Yes, the Dodgers persevered, and some of the kids grew up, but they're grounded enough to know they fell into a few puddles of good fortune along the way, among them Torre and Manny overstaying their welcomes in the AL East within nine months of each other. They rethought and retooled and labored against mediocre results and, yeah, then they drew the Cubs in the first round. They won 84 games, which was a lot in the NL West, or at least plenty.
Then, given a chance to play on, they played their best ball of the season, just as the Cubs were playing some of their worst. As the party raged in the Dodgers clubhouse, Cubs GM Jim Hendry trudged by the open double doors, just out of spray range, his eyes ringed in red. Inside, Manny and Nomar, Red Sox ex-pats, laughed together. Derek Lowe and Greg Maddux stood to the side, bottles in their hands, holding a conversation that could have been poolside. In a small room off the clubhouse, Torre and Larry Bowa toasted. They were in the wrong ballpark, wearing the wrong clothes, enjoying it all the more.
"Hey, you never know, man," Ramirez said. "The key is to get into the playoffs. Then anything can happen."
James Loney could hit a grand slam in Game 1. The other guy's defense could melt down in Game 2. Kuroda could outpitch Rich Harden in Game 3. And the NLCS could be next.
"There were days it looked like it was insurmountable to fall into place," said Dodgers GM Ned Colletti, a Chicago guy who attended his first Cubs game in 1961. "There's not a ton of expectations. Suddenly, you find yourselves in the LCS."
Yeah, an OK team in a so-so league is four wins from the World Series, a long time since it has even been that close. Maybe it's a coincidence, maybe this would have happened under other managers, but the New York Yankees missed the playoffs this season, and the Dodgers will play to go to the World Series.
On a cool night that began with the tarp stretched across the infield, it didn't look like a coincidence. It looked like a mistake by the Yankees. It looked like the Dodgers had a calm hand, an unquestioned leader, a manager who repaired a fractured clubhouse and soothed bruised egos and drew more out of less. It looked like two decades had run their course.
"Well," Torre said, "I wasn't part of that history either. But, it's very satisfying. Very satisfying. We had a lot of people doubting us all year. And … we weren't resentful about it. It was just the fact we hadn't played well enough to get anybody's attention.

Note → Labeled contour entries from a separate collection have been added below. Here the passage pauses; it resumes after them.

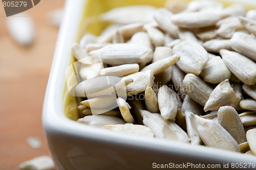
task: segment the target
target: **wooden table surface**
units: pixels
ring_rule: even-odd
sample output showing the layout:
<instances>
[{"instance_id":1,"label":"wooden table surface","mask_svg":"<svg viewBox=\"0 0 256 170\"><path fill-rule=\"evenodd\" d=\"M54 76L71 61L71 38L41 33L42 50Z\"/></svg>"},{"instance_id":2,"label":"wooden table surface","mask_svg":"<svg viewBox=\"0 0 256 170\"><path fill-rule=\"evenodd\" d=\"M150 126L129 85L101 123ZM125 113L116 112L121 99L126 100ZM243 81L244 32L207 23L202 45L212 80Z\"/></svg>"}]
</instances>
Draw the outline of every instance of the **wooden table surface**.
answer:
<instances>
[{"instance_id":1,"label":"wooden table surface","mask_svg":"<svg viewBox=\"0 0 256 170\"><path fill-rule=\"evenodd\" d=\"M0 3L0 170L18 169L25 161L50 155L41 124L41 112L58 28L46 19L49 11L63 7L65 0L42 0L25 12L36 27L33 45L23 47L10 37ZM42 145L33 149L29 137Z\"/></svg>"}]
</instances>

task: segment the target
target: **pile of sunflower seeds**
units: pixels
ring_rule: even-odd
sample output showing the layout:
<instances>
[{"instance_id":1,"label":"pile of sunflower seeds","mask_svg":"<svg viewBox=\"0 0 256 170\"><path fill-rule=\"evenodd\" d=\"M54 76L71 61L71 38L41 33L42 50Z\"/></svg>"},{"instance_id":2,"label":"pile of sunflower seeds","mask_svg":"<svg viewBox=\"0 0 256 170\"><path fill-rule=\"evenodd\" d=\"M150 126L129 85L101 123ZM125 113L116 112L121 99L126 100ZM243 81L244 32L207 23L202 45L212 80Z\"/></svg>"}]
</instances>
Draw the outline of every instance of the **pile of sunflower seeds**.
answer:
<instances>
[{"instance_id":1,"label":"pile of sunflower seeds","mask_svg":"<svg viewBox=\"0 0 256 170\"><path fill-rule=\"evenodd\" d=\"M256 10L170 1L99 18L113 24L72 48L78 122L256 155Z\"/></svg>"}]
</instances>

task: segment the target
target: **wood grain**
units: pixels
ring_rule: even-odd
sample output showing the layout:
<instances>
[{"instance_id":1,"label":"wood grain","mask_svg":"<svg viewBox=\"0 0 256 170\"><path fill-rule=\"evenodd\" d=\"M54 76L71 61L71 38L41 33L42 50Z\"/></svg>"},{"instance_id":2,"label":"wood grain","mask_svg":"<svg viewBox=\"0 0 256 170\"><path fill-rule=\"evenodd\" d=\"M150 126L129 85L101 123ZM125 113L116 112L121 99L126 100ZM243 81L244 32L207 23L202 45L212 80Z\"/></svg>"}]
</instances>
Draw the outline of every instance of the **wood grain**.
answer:
<instances>
[{"instance_id":1,"label":"wood grain","mask_svg":"<svg viewBox=\"0 0 256 170\"><path fill-rule=\"evenodd\" d=\"M22 162L50 155L41 117L58 29L48 23L46 14L64 2L42 0L25 12L36 27L36 38L28 47L19 46L10 37L0 5L0 169L18 169ZM40 148L28 144L31 136L40 139Z\"/></svg>"}]
</instances>

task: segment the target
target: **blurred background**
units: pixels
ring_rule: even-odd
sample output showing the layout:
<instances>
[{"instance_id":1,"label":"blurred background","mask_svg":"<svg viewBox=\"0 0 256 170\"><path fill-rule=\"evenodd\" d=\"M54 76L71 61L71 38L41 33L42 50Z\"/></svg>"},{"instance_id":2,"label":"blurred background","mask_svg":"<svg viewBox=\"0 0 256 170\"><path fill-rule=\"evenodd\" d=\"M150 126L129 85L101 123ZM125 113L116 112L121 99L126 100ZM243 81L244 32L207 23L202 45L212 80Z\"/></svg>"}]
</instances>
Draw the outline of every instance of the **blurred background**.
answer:
<instances>
[{"instance_id":1,"label":"blurred background","mask_svg":"<svg viewBox=\"0 0 256 170\"><path fill-rule=\"evenodd\" d=\"M19 45L11 37L1 3L1 170L18 169L23 162L49 155L41 116L58 32L58 27L53 26L49 17L50 11L61 9L64 3L65 0L41 0L23 13L31 17L35 27L34 41L29 46Z\"/></svg>"}]
</instances>

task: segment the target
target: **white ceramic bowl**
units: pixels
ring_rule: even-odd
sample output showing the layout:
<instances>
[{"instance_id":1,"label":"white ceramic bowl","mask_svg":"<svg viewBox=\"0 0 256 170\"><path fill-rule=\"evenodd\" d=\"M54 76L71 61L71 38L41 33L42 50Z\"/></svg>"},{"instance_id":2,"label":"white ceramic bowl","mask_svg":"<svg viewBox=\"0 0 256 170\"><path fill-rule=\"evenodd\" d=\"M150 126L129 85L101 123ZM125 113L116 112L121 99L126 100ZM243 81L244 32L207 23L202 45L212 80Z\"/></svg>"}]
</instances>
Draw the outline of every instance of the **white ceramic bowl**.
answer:
<instances>
[{"instance_id":1,"label":"white ceramic bowl","mask_svg":"<svg viewBox=\"0 0 256 170\"><path fill-rule=\"evenodd\" d=\"M77 123L65 116L65 71L70 62L71 47L77 38L85 3L79 0L66 2L44 101L43 126L58 169L148 169L161 164L170 167L174 164L183 166L190 163L197 166L182 166L181 169L199 169L200 164L206 167L207 164L220 164L219 169L222 169L224 164L228 163L229 168L225 169L234 169L232 163L256 163L255 157L250 155L135 137ZM251 166L247 169L253 168Z\"/></svg>"}]
</instances>

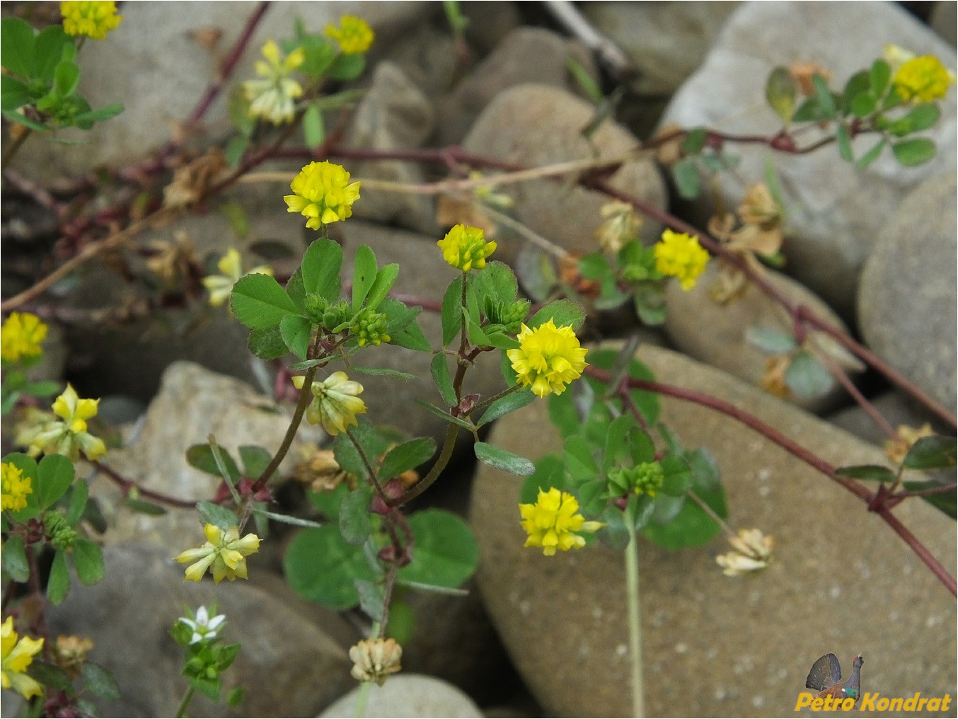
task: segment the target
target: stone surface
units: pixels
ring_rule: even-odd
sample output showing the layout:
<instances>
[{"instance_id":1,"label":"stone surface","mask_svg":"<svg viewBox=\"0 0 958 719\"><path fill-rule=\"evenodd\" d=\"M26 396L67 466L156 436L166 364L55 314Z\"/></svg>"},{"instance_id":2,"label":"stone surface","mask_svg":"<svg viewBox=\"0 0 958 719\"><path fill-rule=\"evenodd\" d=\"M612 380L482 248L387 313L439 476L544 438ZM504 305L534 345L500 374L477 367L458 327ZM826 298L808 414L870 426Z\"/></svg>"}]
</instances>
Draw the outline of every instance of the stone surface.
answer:
<instances>
[{"instance_id":1,"label":"stone surface","mask_svg":"<svg viewBox=\"0 0 958 719\"><path fill-rule=\"evenodd\" d=\"M582 14L631 59L641 95L671 95L701 64L741 3L583 3Z\"/></svg>"},{"instance_id":2,"label":"stone surface","mask_svg":"<svg viewBox=\"0 0 958 719\"><path fill-rule=\"evenodd\" d=\"M353 258L359 244L369 244L376 253L379 267L391 262L399 264L399 277L393 287L393 294L403 301L414 299L442 302L443 294L458 270L443 259L433 239L401 230L378 227L365 222L344 222L343 277L352 280ZM493 258L494 259L494 258ZM420 328L432 347L442 344L442 322L438 313L423 311L420 313ZM481 355L466 375L466 393L479 392L490 397L505 388L499 371L499 353ZM395 377L361 376L365 387L363 399L369 407L368 417L376 424L392 425L413 436L435 437L442 445L448 426L441 418L416 404L417 399L442 405L442 399L429 371L432 355L415 352L403 347L379 345L370 347L357 356L356 363L367 367L391 367L416 375L414 380L398 380ZM460 439L465 439L460 432Z\"/></svg>"},{"instance_id":3,"label":"stone surface","mask_svg":"<svg viewBox=\"0 0 958 719\"><path fill-rule=\"evenodd\" d=\"M955 407L958 240L955 175L901 201L865 263L858 322L868 346L946 407Z\"/></svg>"},{"instance_id":4,"label":"stone surface","mask_svg":"<svg viewBox=\"0 0 958 719\"><path fill-rule=\"evenodd\" d=\"M718 274L718 265L712 262L689 291L682 290L677 282L668 283L666 332L675 348L686 355L761 386L766 363L774 356L749 341L749 330L774 330L790 336L794 323L781 305L754 285L727 305L713 301L709 289ZM768 270L768 279L789 299L847 332L841 319L809 290L774 270ZM816 342L834 346L834 342L821 333L814 333L813 336ZM836 348L835 352L840 352L843 358L848 357L848 353L840 349ZM844 390L833 379L830 389L824 394L813 398L791 395L788 401L810 411L821 412L834 408L844 396Z\"/></svg>"},{"instance_id":5,"label":"stone surface","mask_svg":"<svg viewBox=\"0 0 958 719\"><path fill-rule=\"evenodd\" d=\"M353 689L327 707L321 717L357 716L359 688ZM467 694L452 684L422 674L397 674L382 686L370 685L369 699L361 716L481 717L482 711Z\"/></svg>"},{"instance_id":6,"label":"stone surface","mask_svg":"<svg viewBox=\"0 0 958 719\"><path fill-rule=\"evenodd\" d=\"M230 84L210 108L206 122L213 127L226 118L226 98L235 82L254 77L253 63L269 38L292 36L293 21L302 16L308 32L322 32L343 14L364 17L377 35L377 42L422 21L431 12L426 2L337 2L304 6L273 3L258 26ZM211 83L219 62L194 42L190 33L200 28L222 31L217 54L236 42L256 6L251 3L167 2L130 3L123 7L124 20L108 37L87 42L80 55L80 90L93 107L122 103L124 112L98 123L82 133L82 145L63 146L44 140L27 143L13 166L27 176L54 177L84 174L94 166L140 161L145 151L158 148L171 137L172 124L193 112ZM376 57L374 46L371 57ZM65 133L76 137L74 133Z\"/></svg>"},{"instance_id":7,"label":"stone surface","mask_svg":"<svg viewBox=\"0 0 958 719\"><path fill-rule=\"evenodd\" d=\"M596 79L590 54L579 42L544 28L516 28L455 87L444 104L439 143L462 142L476 116L503 90L535 82L571 92L579 86L565 67L567 58Z\"/></svg>"},{"instance_id":8,"label":"stone surface","mask_svg":"<svg viewBox=\"0 0 958 719\"><path fill-rule=\"evenodd\" d=\"M347 146L396 151L422 147L435 125L432 104L399 65L383 60L353 116ZM421 166L399 160L351 163L356 177L414 184L424 180ZM422 232L438 232L434 199L427 195L384 192L362 185L354 216Z\"/></svg>"},{"instance_id":9,"label":"stone surface","mask_svg":"<svg viewBox=\"0 0 958 719\"><path fill-rule=\"evenodd\" d=\"M105 578L93 587L75 581L64 603L49 615L54 637L90 637L90 660L109 669L120 684L119 702L95 702L102 716L173 715L187 682L180 676L182 650L169 629L184 607L209 609L214 602L226 615L225 641L242 644L223 684L227 690L242 684L246 700L228 710L197 694L192 716L315 716L354 684L346 649L327 634L342 631L334 613L314 623L282 592L251 583L184 583L182 565L148 545L107 546L103 558Z\"/></svg>"},{"instance_id":10,"label":"stone surface","mask_svg":"<svg viewBox=\"0 0 958 719\"><path fill-rule=\"evenodd\" d=\"M464 143L470 152L529 167L590 157L621 156L638 141L622 127L606 121L590 145L581 130L592 119L590 104L574 95L541 84L521 84L499 93L476 120ZM665 207L665 184L654 163L634 160L610 179L613 187ZM592 252L598 247L593 233L601 224L600 209L607 201L601 193L559 180L532 180L503 188L515 199L516 219L539 235L570 251ZM652 221L642 226L647 242L661 227ZM496 238L499 259L513 263L523 244L513 234Z\"/></svg>"},{"instance_id":11,"label":"stone surface","mask_svg":"<svg viewBox=\"0 0 958 719\"><path fill-rule=\"evenodd\" d=\"M175 362L164 373L160 392L134 438L124 449L110 451L103 461L142 488L180 499L209 500L220 480L191 467L185 457L187 449L205 444L213 434L239 463L237 448L242 445L275 452L291 416L291 406L278 407L245 383L193 362ZM322 436L321 430L304 422L280 465L281 475L288 475L299 461L296 450L304 441ZM103 476L97 477L91 490L107 506L122 501L119 489ZM115 510L115 524L105 535L107 543L148 542L165 547L170 556L202 544L202 527L192 508L170 509L160 517L118 506Z\"/></svg>"},{"instance_id":12,"label":"stone surface","mask_svg":"<svg viewBox=\"0 0 958 719\"><path fill-rule=\"evenodd\" d=\"M765 81L776 65L814 60L832 71L833 84L840 88L880 58L888 43L921 48L948 67L955 63L954 48L894 3L744 3L729 17L702 66L674 95L662 124L770 136L781 128L764 101ZM788 213L786 271L847 321L854 316L861 266L880 230L898 215L901 198L925 178L955 172L953 96L939 104L941 119L923 133L936 142L938 152L918 167L901 167L886 151L861 171L842 161L833 147L771 155ZM855 157L875 142L874 136L856 138ZM741 161L734 173L720 175L719 195L724 207L735 207L745 188L764 176L769 151L730 144L727 151ZM704 226L713 210L703 199L693 214Z\"/></svg>"},{"instance_id":13,"label":"stone surface","mask_svg":"<svg viewBox=\"0 0 958 719\"><path fill-rule=\"evenodd\" d=\"M875 448L724 373L666 350L639 359L655 377L731 402L835 464L881 462ZM717 539L672 552L640 544L649 716L792 714L812 662L866 658L862 689L909 697L953 692L954 599L863 502L744 426L662 399L686 447L721 470L733 527L775 538L771 566L723 576ZM545 403L500 420L490 442L536 457L560 448ZM479 586L492 620L548 716L627 716L624 570L598 546L546 558L523 548L516 477L481 467L470 519ZM947 568L954 522L921 501L895 510Z\"/></svg>"}]
</instances>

"But, they started having fun. I can't thank the veterans on this club enough for stepping aside. Jeff and Nomar and Juan [Pierre], I mean, they made my life a lot easier to write a lineup without their names in it."
Well, you know what he meant.
"Joe kept everything steady when we were going through all kinds of different things," Colletti said.
A few minutes earlier, Manny had stood outside the clubhouse, sipping on a juice box. It was passion fruit.
"I gotta drive," he said.
Yeah, the Dodgers have a ways to go still. Or maybe they don't. But, they aren't the Cubs. Sometimes, it only seemed like it.